Objective of Sample Allocation

  • Objective: Minimize the variance of the estimator while controlling costs.
  • Factors Influencing Allocation:
    1. Population proportion in each stratum, \(p_i\).
    2. Variability of the proportion, expressed as \(p_i(1-p_i)\).
    3. Sampling cost per stratum, \(c_i\).

Step 1: Determine Weights for Sample Sizes

  • Weight Formula: \[ W_i=\frac{N_i \frac{\sqrt{p_i (1-p_i)}}{\sqrt{c_i}}}{\sum_{j=1}^L N_j \frac{\sqrt{p_j (1-p_j)}}{\sqrt{c_j}}} \]
  • Purpose: Adjust sample sizes to optimize precision and cost.
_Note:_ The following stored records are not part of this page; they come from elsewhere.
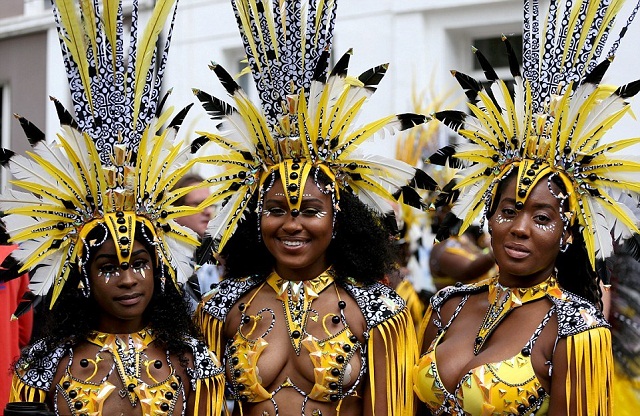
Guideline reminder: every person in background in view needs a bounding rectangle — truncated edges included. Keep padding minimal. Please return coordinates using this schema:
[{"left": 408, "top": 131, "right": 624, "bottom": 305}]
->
[
  {"left": 414, "top": 0, "right": 640, "bottom": 416},
  {"left": 0, "top": 0, "right": 224, "bottom": 416}
]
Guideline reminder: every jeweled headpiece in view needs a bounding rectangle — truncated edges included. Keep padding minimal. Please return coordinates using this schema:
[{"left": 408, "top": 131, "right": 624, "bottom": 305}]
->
[
  {"left": 0, "top": 0, "right": 198, "bottom": 312},
  {"left": 193, "top": 0, "right": 435, "bottom": 254},
  {"left": 431, "top": 0, "right": 640, "bottom": 267}
]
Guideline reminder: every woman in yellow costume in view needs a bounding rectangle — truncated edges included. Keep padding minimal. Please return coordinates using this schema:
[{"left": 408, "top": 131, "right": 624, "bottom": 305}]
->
[
  {"left": 414, "top": 0, "right": 640, "bottom": 416},
  {"left": 0, "top": 0, "right": 224, "bottom": 415},
  {"left": 188, "top": 0, "right": 434, "bottom": 416}
]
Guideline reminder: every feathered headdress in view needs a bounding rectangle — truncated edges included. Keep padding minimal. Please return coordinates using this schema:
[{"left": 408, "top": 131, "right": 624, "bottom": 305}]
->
[
  {"left": 192, "top": 0, "right": 435, "bottom": 254},
  {"left": 430, "top": 0, "right": 640, "bottom": 267},
  {"left": 0, "top": 0, "right": 198, "bottom": 315}
]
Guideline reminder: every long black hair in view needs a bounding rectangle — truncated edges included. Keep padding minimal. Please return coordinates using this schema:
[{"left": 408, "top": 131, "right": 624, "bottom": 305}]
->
[
  {"left": 25, "top": 223, "right": 199, "bottom": 365},
  {"left": 221, "top": 171, "right": 395, "bottom": 283},
  {"left": 487, "top": 170, "right": 603, "bottom": 310}
]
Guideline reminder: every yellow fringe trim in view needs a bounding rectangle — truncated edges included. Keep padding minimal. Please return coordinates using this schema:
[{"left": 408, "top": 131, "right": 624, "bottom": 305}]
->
[
  {"left": 566, "top": 328, "right": 614, "bottom": 416},
  {"left": 9, "top": 374, "right": 47, "bottom": 403},
  {"left": 367, "top": 309, "right": 418, "bottom": 416}
]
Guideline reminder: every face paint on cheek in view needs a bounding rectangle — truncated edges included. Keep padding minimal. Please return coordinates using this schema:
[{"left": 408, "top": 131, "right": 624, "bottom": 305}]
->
[
  {"left": 536, "top": 222, "right": 556, "bottom": 233},
  {"left": 496, "top": 214, "right": 512, "bottom": 224}
]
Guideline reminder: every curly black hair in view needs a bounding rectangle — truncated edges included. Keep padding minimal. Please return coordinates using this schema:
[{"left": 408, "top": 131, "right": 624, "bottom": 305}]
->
[
  {"left": 23, "top": 223, "right": 200, "bottom": 366},
  {"left": 221, "top": 171, "right": 396, "bottom": 283},
  {"left": 487, "top": 170, "right": 603, "bottom": 310}
]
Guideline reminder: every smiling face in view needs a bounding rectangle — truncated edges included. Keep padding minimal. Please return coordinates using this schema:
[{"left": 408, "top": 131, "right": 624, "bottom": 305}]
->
[
  {"left": 260, "top": 176, "right": 333, "bottom": 280},
  {"left": 89, "top": 239, "right": 154, "bottom": 334},
  {"left": 489, "top": 177, "right": 567, "bottom": 287}
]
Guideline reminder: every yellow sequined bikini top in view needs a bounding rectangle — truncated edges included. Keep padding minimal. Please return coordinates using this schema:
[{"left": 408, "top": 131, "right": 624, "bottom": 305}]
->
[
  {"left": 413, "top": 278, "right": 561, "bottom": 416},
  {"left": 226, "top": 270, "right": 366, "bottom": 402}
]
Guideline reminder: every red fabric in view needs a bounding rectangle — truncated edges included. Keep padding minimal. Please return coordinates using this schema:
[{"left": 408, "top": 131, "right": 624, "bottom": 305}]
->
[{"left": 0, "top": 246, "right": 33, "bottom": 416}]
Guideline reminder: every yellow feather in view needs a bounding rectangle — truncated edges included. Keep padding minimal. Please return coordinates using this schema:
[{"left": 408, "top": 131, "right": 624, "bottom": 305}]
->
[{"left": 133, "top": 0, "right": 176, "bottom": 128}]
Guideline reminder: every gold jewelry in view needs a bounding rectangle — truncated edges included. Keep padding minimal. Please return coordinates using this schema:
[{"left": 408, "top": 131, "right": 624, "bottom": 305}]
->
[
  {"left": 267, "top": 269, "right": 339, "bottom": 355},
  {"left": 473, "top": 275, "right": 561, "bottom": 355}
]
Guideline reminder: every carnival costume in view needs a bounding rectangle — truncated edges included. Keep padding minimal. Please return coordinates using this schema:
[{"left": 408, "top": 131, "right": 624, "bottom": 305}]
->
[
  {"left": 414, "top": 0, "right": 640, "bottom": 415},
  {"left": 189, "top": 0, "right": 435, "bottom": 416},
  {"left": 0, "top": 0, "right": 224, "bottom": 415}
]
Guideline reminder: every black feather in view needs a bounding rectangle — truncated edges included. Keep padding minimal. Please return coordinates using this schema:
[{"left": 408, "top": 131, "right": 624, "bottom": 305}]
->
[
  {"left": 193, "top": 89, "right": 236, "bottom": 120},
  {"left": 393, "top": 186, "right": 427, "bottom": 210},
  {"left": 425, "top": 145, "right": 457, "bottom": 166},
  {"left": 358, "top": 64, "right": 389, "bottom": 90},
  {"left": 331, "top": 49, "right": 353, "bottom": 77},
  {"left": 409, "top": 169, "right": 438, "bottom": 191},
  {"left": 191, "top": 136, "right": 209, "bottom": 154},
  {"left": 584, "top": 59, "right": 611, "bottom": 85},
  {"left": 49, "top": 97, "right": 78, "bottom": 130},
  {"left": 396, "top": 113, "right": 427, "bottom": 131},
  {"left": 616, "top": 80, "right": 640, "bottom": 98},
  {"left": 502, "top": 36, "right": 521, "bottom": 78},
  {"left": 451, "top": 71, "right": 483, "bottom": 103},
  {"left": 312, "top": 49, "right": 329, "bottom": 84},
  {"left": 209, "top": 64, "right": 240, "bottom": 95},
  {"left": 434, "top": 110, "right": 468, "bottom": 132},
  {"left": 13, "top": 114, "right": 45, "bottom": 146},
  {"left": 169, "top": 103, "right": 193, "bottom": 130},
  {"left": 0, "top": 148, "right": 15, "bottom": 168},
  {"left": 156, "top": 88, "right": 173, "bottom": 117},
  {"left": 474, "top": 49, "right": 498, "bottom": 82}
]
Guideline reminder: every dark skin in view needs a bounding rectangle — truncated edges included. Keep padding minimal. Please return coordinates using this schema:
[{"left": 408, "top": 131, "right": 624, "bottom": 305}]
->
[
  {"left": 223, "top": 178, "right": 398, "bottom": 416},
  {"left": 48, "top": 240, "right": 206, "bottom": 416},
  {"left": 419, "top": 178, "right": 591, "bottom": 415}
]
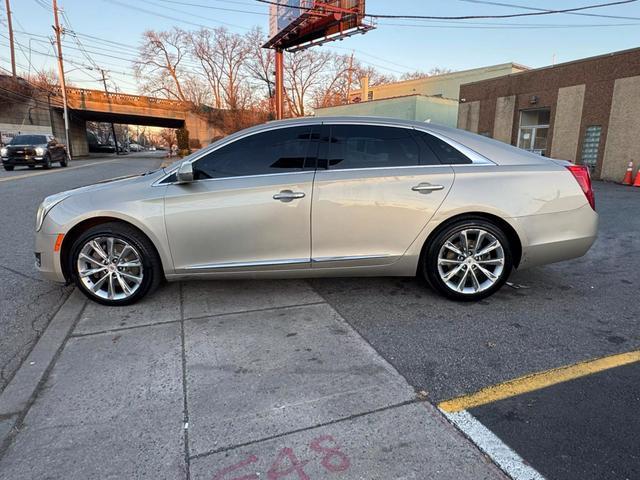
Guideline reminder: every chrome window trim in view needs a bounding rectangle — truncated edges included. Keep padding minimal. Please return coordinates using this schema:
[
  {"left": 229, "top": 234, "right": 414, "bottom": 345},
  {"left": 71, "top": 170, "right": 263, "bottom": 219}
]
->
[
  {"left": 183, "top": 258, "right": 311, "bottom": 271},
  {"left": 317, "top": 163, "right": 452, "bottom": 173}
]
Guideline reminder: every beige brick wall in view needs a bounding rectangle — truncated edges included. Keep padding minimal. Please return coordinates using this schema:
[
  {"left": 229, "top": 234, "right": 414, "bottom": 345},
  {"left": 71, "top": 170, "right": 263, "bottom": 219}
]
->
[
  {"left": 601, "top": 76, "right": 640, "bottom": 182},
  {"left": 493, "top": 95, "right": 516, "bottom": 143},
  {"left": 551, "top": 85, "right": 585, "bottom": 162}
]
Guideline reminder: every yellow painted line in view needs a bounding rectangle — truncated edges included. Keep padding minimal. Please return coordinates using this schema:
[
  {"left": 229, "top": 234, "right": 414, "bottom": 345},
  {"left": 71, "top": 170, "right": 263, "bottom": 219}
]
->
[
  {"left": 438, "top": 350, "right": 640, "bottom": 413},
  {"left": 0, "top": 158, "right": 123, "bottom": 182}
]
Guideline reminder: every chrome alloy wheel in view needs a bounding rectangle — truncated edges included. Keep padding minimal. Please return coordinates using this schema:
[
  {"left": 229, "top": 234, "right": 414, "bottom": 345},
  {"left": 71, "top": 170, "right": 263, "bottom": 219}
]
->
[
  {"left": 438, "top": 228, "right": 505, "bottom": 294},
  {"left": 76, "top": 237, "right": 143, "bottom": 300}
]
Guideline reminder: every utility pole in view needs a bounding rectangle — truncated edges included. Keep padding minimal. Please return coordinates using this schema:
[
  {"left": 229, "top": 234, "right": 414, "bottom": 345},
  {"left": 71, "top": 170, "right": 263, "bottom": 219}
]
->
[
  {"left": 51, "top": 0, "right": 71, "bottom": 160},
  {"left": 100, "top": 69, "right": 120, "bottom": 155},
  {"left": 347, "top": 52, "right": 353, "bottom": 104},
  {"left": 4, "top": 0, "right": 16, "bottom": 78}
]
Step 2: Calculate Total Sample Size

  • Sample Size Formula: \[ n=\frac{\sum_{i=1}^L N_i^2 \frac{p_i (1-p_i)}{w_i}}{N^2 D^2 + \sum_{i=1}^L N_i p_i (1-p_i)} \]
  • Where:
    • \(D=\frac{B}{Z_{1-\frac{\alpha}{2}}}\), defining the precision level for confidence intervals.

Step 3: Data Collection



  • Implementation: Collect data according to the sample sizes and weights determined in Steps 1 and 2.
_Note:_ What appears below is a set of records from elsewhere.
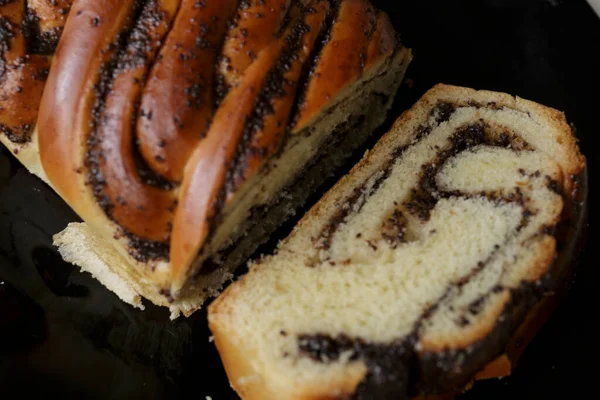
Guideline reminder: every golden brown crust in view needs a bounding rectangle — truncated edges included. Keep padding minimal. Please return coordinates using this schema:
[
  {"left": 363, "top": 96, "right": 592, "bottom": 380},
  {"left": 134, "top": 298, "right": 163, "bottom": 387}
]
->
[
  {"left": 0, "top": 0, "right": 49, "bottom": 143},
  {"left": 32, "top": 0, "right": 406, "bottom": 298},
  {"left": 171, "top": 0, "right": 327, "bottom": 291},
  {"left": 137, "top": 0, "right": 238, "bottom": 182},
  {"left": 209, "top": 85, "right": 585, "bottom": 400},
  {"left": 87, "top": 0, "right": 178, "bottom": 242},
  {"left": 218, "top": 0, "right": 291, "bottom": 90},
  {"left": 38, "top": 0, "right": 139, "bottom": 219},
  {"left": 27, "top": 0, "right": 74, "bottom": 35},
  {"left": 294, "top": 0, "right": 382, "bottom": 131}
]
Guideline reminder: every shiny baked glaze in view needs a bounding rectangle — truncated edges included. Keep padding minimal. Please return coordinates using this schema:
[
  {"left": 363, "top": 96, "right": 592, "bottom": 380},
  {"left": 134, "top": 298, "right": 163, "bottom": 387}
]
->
[
  {"left": 171, "top": 1, "right": 328, "bottom": 279},
  {"left": 218, "top": 0, "right": 292, "bottom": 96},
  {"left": 294, "top": 0, "right": 382, "bottom": 130},
  {"left": 27, "top": 0, "right": 74, "bottom": 53},
  {"left": 0, "top": 0, "right": 49, "bottom": 144},
  {"left": 38, "top": 0, "right": 398, "bottom": 294},
  {"left": 137, "top": 0, "right": 238, "bottom": 182}
]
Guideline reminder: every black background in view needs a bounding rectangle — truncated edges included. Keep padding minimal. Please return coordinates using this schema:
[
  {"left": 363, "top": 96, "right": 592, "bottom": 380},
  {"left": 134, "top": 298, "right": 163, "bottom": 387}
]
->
[{"left": 0, "top": 0, "right": 600, "bottom": 400}]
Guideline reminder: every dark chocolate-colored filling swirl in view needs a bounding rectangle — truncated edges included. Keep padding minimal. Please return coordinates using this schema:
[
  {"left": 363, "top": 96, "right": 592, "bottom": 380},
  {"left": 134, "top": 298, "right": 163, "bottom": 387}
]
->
[
  {"left": 297, "top": 110, "right": 585, "bottom": 400},
  {"left": 86, "top": 0, "right": 175, "bottom": 262}
]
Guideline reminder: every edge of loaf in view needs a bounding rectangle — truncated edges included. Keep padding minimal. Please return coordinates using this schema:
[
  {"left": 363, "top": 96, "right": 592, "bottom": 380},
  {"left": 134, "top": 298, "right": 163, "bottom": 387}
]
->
[
  {"left": 0, "top": 0, "right": 412, "bottom": 318},
  {"left": 209, "top": 84, "right": 587, "bottom": 400}
]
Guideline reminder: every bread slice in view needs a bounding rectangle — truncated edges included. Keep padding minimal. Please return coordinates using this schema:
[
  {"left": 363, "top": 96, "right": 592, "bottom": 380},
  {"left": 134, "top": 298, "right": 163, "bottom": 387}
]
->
[
  {"left": 0, "top": 0, "right": 412, "bottom": 317},
  {"left": 209, "top": 85, "right": 585, "bottom": 400}
]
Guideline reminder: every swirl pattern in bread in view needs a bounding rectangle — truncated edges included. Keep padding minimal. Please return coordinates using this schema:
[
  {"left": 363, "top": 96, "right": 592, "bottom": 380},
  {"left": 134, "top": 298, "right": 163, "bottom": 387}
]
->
[
  {"left": 2, "top": 0, "right": 411, "bottom": 314},
  {"left": 209, "top": 85, "right": 585, "bottom": 400}
]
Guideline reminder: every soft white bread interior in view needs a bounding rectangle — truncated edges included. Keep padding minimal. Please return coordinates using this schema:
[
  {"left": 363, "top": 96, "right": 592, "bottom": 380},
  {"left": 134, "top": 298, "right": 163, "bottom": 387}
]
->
[
  {"left": 0, "top": 0, "right": 412, "bottom": 317},
  {"left": 209, "top": 85, "right": 585, "bottom": 400}
]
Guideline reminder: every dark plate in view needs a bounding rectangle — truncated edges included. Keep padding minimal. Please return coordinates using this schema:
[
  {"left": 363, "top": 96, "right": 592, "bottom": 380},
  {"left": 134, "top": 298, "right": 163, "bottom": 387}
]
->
[{"left": 0, "top": 0, "right": 600, "bottom": 400}]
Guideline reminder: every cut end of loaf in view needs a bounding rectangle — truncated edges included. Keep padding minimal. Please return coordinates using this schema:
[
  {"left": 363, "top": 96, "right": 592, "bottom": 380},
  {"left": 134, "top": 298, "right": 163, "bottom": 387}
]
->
[{"left": 209, "top": 85, "right": 585, "bottom": 400}]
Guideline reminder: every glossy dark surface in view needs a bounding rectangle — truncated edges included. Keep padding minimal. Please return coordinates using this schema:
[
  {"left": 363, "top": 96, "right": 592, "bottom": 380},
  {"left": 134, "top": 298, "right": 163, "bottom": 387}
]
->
[{"left": 0, "top": 0, "right": 600, "bottom": 400}]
Step 4: Estimation of Population Proportion

  • Estimator Formula: \[ \hat{p}_{st}=\frac{1}{N}(N_1\hat{p}_1 + N_2\hat{p}_2 + \cdots + N_L\hat{p}_L) \]
  • Variance of Estimator: \[ \hat{V}(\hat{p}_{st})=\frac{1}{N^2} \cdot \sum_{i=1}^L N_i^2\left(1-\frac{n_i}{N_i}\right)\cdot\left(\frac{\hat{p}_i(1-\hat{p}_i)}{n_i-1}\right) \]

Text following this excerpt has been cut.